Lemir Baker-Moore, 22, shot and killed Brian Green, originally of New Jersey, after a fight on High Street in Morgantown on August 25, 2016.
Green and Baker-Moore’s friend, David Annonio, were involved in a fight, according to the Morgantown Police Department. During the fight, Baker-Moore fired multiple rounds from a handgun striking both Annonio and Green. Annonio was treated for a gunshot wound to the leg and survived the incident. Green was pronounced dead on scene.
Baker-Moore’s attorney argued that his client had no criminal history, has held gainful employment and that the crime was the “perfect storm.” According to his attorney, Baker-Moore’s friend, Annonio, was getting beat up, and a gun Annonio was carrying fell to the ground during the fight. Baker-Moore, who was carrying a gun of his own, picked Annonio’s gun up and used it to shoot Green.

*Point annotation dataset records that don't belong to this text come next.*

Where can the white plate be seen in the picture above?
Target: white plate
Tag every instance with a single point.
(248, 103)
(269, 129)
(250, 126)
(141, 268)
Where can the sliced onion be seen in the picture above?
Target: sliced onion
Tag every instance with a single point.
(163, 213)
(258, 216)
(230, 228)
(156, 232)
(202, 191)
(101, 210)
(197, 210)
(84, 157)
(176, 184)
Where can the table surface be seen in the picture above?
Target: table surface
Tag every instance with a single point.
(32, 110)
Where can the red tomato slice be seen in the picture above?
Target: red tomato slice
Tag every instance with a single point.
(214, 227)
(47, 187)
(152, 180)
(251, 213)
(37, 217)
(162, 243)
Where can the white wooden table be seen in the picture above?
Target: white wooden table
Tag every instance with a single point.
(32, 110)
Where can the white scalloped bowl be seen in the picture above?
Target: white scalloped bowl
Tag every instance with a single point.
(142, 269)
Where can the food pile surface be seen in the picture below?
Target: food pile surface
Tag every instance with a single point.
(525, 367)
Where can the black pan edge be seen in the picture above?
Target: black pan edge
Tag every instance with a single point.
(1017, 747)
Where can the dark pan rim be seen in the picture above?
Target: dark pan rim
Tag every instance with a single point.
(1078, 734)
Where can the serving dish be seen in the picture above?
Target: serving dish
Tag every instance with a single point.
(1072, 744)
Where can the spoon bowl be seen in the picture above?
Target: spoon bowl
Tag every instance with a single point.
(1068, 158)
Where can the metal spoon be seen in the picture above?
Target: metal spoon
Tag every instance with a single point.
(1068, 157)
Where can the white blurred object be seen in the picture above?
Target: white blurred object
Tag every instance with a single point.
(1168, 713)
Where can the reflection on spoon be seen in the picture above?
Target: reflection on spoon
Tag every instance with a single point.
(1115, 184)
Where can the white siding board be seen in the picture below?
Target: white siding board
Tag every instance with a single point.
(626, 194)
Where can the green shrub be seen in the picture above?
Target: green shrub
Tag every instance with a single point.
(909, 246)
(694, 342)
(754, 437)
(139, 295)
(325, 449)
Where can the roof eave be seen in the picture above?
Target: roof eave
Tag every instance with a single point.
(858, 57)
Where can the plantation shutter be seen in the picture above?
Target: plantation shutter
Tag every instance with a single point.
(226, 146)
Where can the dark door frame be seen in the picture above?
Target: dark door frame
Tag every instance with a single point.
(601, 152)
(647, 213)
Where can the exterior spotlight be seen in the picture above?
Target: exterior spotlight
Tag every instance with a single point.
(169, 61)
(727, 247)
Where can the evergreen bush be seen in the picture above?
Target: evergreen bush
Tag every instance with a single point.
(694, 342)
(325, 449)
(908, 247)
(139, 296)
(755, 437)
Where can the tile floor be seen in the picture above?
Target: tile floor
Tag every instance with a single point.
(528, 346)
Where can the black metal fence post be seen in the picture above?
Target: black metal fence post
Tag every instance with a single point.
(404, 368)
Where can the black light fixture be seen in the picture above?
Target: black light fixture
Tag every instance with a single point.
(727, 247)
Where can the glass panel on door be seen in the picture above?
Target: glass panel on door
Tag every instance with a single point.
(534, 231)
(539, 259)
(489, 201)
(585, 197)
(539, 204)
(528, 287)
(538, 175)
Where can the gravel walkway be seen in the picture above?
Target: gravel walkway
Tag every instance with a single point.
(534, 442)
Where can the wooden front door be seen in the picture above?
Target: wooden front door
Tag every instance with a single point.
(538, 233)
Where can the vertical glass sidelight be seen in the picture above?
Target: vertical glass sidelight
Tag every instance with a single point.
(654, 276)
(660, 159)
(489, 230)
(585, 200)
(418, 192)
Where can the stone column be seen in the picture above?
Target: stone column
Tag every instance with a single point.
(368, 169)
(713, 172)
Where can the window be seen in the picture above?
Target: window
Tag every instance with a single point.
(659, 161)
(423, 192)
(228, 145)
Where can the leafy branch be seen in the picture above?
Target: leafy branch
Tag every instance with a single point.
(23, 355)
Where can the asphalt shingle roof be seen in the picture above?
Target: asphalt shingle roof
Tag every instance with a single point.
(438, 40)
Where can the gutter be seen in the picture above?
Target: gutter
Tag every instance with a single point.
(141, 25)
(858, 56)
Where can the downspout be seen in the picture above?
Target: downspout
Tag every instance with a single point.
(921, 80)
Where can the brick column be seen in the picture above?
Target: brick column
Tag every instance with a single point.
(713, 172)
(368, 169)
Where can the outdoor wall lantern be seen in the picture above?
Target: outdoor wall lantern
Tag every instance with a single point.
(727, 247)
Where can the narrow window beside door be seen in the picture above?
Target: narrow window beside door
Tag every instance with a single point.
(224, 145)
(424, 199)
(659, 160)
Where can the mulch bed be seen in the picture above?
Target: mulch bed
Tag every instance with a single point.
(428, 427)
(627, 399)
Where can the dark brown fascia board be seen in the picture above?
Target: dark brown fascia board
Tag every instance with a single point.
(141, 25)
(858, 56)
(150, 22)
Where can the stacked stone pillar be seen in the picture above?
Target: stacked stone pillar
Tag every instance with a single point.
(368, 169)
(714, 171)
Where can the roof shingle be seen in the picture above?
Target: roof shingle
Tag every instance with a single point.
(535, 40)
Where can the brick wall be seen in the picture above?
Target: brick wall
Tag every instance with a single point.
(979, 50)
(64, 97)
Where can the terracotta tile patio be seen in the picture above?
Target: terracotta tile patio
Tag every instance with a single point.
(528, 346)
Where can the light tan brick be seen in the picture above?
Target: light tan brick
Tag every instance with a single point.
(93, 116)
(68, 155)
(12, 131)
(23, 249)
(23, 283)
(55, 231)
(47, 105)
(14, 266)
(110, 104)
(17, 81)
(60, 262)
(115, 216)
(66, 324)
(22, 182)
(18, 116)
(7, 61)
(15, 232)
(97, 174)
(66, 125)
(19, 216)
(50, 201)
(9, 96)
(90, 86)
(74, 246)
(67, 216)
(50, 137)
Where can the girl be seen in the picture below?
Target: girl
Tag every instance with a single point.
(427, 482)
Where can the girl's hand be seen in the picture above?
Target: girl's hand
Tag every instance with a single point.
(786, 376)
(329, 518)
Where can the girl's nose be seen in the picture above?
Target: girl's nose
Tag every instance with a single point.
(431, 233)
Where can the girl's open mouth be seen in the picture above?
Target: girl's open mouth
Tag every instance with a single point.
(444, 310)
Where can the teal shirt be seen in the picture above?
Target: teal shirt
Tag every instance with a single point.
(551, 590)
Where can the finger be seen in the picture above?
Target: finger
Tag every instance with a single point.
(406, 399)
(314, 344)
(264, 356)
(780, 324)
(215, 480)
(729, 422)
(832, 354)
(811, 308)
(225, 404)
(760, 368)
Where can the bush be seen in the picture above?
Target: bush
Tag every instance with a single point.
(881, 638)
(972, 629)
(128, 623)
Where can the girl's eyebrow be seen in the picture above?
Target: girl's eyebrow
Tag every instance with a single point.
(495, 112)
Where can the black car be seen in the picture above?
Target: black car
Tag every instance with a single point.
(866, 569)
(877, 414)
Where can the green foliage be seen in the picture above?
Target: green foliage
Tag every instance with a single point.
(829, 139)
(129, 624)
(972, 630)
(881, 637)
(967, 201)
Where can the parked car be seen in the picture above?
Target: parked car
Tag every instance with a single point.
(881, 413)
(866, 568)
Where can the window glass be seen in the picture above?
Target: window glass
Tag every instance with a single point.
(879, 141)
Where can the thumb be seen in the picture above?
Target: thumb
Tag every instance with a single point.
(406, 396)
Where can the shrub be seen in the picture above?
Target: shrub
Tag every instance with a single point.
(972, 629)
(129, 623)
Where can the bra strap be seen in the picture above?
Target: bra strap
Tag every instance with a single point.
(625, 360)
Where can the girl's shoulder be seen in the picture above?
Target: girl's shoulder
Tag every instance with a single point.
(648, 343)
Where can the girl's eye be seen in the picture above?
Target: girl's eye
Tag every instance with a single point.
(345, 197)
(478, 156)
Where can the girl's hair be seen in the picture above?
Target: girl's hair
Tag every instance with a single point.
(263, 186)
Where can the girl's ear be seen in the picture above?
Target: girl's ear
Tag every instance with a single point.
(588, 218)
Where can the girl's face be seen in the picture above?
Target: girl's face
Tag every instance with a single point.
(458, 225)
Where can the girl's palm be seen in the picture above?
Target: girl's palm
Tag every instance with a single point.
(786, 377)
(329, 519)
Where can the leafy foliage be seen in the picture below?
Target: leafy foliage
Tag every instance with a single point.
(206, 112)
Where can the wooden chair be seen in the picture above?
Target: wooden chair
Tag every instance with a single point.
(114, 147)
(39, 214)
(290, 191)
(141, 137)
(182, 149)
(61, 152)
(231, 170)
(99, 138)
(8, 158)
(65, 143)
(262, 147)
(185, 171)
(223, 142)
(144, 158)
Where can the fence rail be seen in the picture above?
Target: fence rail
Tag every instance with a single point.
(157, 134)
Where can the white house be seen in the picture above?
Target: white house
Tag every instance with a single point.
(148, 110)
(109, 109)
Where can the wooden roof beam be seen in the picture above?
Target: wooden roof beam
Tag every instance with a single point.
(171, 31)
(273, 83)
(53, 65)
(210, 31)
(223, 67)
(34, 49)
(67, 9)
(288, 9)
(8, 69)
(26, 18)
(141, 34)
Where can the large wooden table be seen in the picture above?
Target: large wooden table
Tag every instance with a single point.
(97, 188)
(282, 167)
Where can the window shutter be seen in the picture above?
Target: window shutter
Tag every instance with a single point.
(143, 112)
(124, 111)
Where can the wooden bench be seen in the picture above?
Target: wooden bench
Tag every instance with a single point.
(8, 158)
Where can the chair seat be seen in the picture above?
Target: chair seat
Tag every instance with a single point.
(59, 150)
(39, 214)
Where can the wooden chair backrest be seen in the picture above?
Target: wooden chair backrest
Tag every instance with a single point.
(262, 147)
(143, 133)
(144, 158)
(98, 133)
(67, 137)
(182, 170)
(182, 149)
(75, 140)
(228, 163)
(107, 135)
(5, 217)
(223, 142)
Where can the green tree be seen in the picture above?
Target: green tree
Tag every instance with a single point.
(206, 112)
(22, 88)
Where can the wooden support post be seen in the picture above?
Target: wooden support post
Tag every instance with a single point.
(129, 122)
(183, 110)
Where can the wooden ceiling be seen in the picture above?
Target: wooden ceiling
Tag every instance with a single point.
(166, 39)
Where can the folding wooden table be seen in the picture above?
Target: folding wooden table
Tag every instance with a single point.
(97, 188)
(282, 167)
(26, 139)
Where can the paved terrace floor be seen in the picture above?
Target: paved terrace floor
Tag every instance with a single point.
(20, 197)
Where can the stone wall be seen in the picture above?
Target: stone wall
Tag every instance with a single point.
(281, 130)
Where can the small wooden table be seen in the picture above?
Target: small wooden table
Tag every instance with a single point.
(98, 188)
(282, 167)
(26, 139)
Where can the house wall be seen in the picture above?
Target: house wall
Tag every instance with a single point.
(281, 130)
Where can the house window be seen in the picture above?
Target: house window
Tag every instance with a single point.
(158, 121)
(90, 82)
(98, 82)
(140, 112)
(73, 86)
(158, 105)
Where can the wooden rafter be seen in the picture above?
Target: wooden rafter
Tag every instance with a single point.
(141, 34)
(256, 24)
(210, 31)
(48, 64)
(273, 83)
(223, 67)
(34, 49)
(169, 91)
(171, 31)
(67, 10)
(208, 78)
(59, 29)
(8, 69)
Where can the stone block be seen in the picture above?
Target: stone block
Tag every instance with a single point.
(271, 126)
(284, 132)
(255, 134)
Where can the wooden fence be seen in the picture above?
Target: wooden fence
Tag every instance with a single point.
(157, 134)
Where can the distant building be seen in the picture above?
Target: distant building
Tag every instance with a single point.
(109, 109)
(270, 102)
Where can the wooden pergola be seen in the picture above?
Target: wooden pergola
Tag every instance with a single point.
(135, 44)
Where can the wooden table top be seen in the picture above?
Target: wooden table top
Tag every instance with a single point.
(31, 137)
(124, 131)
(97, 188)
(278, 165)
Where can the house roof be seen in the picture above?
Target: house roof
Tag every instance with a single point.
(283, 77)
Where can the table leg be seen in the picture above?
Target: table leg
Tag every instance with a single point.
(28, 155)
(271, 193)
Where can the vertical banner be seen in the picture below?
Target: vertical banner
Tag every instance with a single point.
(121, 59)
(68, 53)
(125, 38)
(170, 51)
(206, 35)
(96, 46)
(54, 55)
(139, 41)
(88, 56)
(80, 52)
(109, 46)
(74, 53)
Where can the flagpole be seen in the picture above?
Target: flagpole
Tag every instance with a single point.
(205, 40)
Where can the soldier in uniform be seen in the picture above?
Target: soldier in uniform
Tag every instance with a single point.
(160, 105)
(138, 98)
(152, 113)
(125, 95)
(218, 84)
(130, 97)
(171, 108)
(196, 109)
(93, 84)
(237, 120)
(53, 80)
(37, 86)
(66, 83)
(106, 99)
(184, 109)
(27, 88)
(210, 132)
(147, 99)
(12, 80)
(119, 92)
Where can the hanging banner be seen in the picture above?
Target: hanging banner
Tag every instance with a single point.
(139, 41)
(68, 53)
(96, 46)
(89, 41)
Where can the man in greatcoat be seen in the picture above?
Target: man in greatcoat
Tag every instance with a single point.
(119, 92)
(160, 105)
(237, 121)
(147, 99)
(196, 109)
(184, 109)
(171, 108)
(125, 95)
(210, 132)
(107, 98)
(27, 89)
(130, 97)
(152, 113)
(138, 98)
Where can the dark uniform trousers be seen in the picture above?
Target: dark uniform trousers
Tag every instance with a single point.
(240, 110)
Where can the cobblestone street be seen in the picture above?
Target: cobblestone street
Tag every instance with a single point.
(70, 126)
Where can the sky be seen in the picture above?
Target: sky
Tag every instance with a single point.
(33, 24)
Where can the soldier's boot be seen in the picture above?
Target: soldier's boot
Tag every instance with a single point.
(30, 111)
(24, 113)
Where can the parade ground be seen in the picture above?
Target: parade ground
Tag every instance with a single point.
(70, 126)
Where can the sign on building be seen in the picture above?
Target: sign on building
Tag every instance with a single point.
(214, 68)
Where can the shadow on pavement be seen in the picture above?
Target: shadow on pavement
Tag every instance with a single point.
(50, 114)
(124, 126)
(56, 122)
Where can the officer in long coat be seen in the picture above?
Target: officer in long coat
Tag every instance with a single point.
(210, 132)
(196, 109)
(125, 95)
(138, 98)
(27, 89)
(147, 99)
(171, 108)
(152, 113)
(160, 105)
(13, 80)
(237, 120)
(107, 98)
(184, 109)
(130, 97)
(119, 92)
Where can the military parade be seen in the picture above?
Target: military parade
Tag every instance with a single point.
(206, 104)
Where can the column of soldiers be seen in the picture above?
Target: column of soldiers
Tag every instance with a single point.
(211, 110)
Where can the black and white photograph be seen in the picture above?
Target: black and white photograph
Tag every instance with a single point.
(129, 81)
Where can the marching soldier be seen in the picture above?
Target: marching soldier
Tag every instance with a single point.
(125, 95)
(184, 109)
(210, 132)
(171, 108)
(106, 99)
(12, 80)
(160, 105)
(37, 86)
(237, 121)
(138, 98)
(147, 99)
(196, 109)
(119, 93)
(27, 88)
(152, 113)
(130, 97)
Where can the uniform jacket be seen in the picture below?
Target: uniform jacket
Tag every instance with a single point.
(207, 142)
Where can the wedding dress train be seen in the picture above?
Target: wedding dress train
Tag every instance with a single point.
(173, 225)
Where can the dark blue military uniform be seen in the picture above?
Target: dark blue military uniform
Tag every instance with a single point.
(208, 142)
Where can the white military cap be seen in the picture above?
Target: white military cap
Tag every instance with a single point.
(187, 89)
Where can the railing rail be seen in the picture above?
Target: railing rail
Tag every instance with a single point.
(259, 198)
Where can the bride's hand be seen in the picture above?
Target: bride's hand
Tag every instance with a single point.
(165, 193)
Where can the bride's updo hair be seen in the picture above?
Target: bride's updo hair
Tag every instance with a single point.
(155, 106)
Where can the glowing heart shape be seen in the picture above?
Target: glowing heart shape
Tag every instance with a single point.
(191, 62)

Baker-Moore’s attorney asked for his client to be sent to the Anthony Correctional Center or receive a 10-year sentence.
After apologizing to Green’s family, Baker-Moore said he would like to be a productive member of society.
Green’s brother spoke next and told Baker-Moore that he forgave him because of his faith but asked that the judge give Baker-Moore the maximum sentence.
The state argued to the judge that the fight on High Street began over a cigarette and that Annonio started the fight. They agreed that Baker-Moore picked up Annonio’s gun and said that he shot the weapon 11 times until the gun was empty.
The state said Green was, essentially, murdered for winning the fight and asked the judge to sentence Baker-Moore to 40 years, which is the maximum.
The judge said Baker-Moore would normally be a candidate for the Anthony Correctional Center but said he had already received the benefit of being charged with a lesser charge by the state when he pleaded to second-degree murder. Instead, the judge decided to sentence Baker-Moore to 40 years in prison with the possibility of parole in 10 years. He will receive credit for time served, the judge said, so he could be eligible for parole in eight years and six months.